Flow cytometry analysis of gingival and periodontal ligament cells


JOURNAL OF DENTAL RESEARCH, vol.77, no.4, pp.555-564, 1998 (Journal Indexed in SCI) identifier identifier identifier

  • Publication Type: Article / Article
  • Volume: 77 Issue: 4
  • Publication Date: 1998
  • Doi Number: 10.1177/00220345980770040801
  • Page Numbers: pp.555-564


Gingival and periodontal ligament (PDL) fibroblasts are the major cellular components of periodontal soft connective tissues, but the precise differences between these cells are not yet known. In the present study, we have therefore examined the phenotypic and functional features of the cells obtained from gingival and PDL biopsy samples. Spindle-shaped cells characteristic of fibroblasts were the main cell type observed in vitro, although epithelial cells were also present in primary gingival cell cultures. Flow cytometry was used to measure the size and granularity of the cultured cells, and showed that the gingival fibroblasts were smaller and less granular compared with the PDL cells.

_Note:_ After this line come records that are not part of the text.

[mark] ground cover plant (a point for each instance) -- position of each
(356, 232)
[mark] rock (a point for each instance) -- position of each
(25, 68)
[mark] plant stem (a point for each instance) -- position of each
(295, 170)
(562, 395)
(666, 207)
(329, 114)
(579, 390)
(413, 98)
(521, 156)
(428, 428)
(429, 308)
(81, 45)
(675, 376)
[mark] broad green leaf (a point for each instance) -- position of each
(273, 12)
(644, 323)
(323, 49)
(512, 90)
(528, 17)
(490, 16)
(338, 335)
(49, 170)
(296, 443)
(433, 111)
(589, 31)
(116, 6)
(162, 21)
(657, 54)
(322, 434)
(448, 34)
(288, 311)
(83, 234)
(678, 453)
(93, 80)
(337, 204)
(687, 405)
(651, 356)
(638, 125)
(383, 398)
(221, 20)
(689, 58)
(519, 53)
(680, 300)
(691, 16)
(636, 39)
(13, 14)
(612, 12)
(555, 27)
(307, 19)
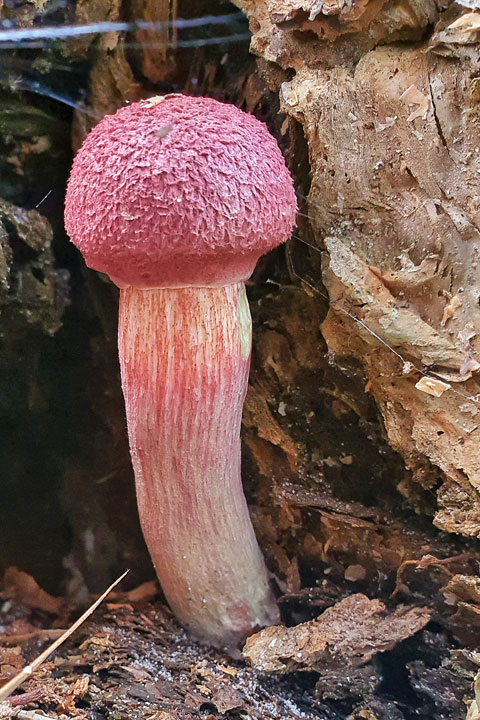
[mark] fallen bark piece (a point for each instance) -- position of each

The expression of certain key extracellular matrix (ECM) proteins, fibronectin, collagen type I, and tenascin was measured by flow cytometry. Analysis of the fluorescence profiles of these cultures showed that the majority of cells expressed fibronectin and that the average fluorescence intensity of this antigen in the PDL cells was higher than that in the gingival fibroblasts. Moreover, the fibronectin-positive PDL cells apparently comprised two subpopulations which expressed fibronectin at different levels, suggesting that the cells in the PDL cultures were functionally heterogeneous. The level of collagen type I was also found to be upregulated in the PDL compared with the gingival cells and, as with fibronectin, was expressed at two different levels by subsets of the PDL cells. In contrast, tenascin was expressed at very similar levels by both the gingival fibroblasts and PDL cells. In addition, measurement of alkaline phosphatase, a marker enzyme for mineralized tissue-forming cells, showed that the PDL cells had higher activity than the gingival fibroblasts and that the alkaline phosphatase activity in the PDL cells was far more markedly up-regulated by dexamethasone. Our findings demonstrate that, despite their similar spindle-shaped appearance, fibroblasts derived from gingival and PDL tissues appear to display distinct functional activities which are likely to play a vital part in the maintenance of tissue integrity and regenerative processes.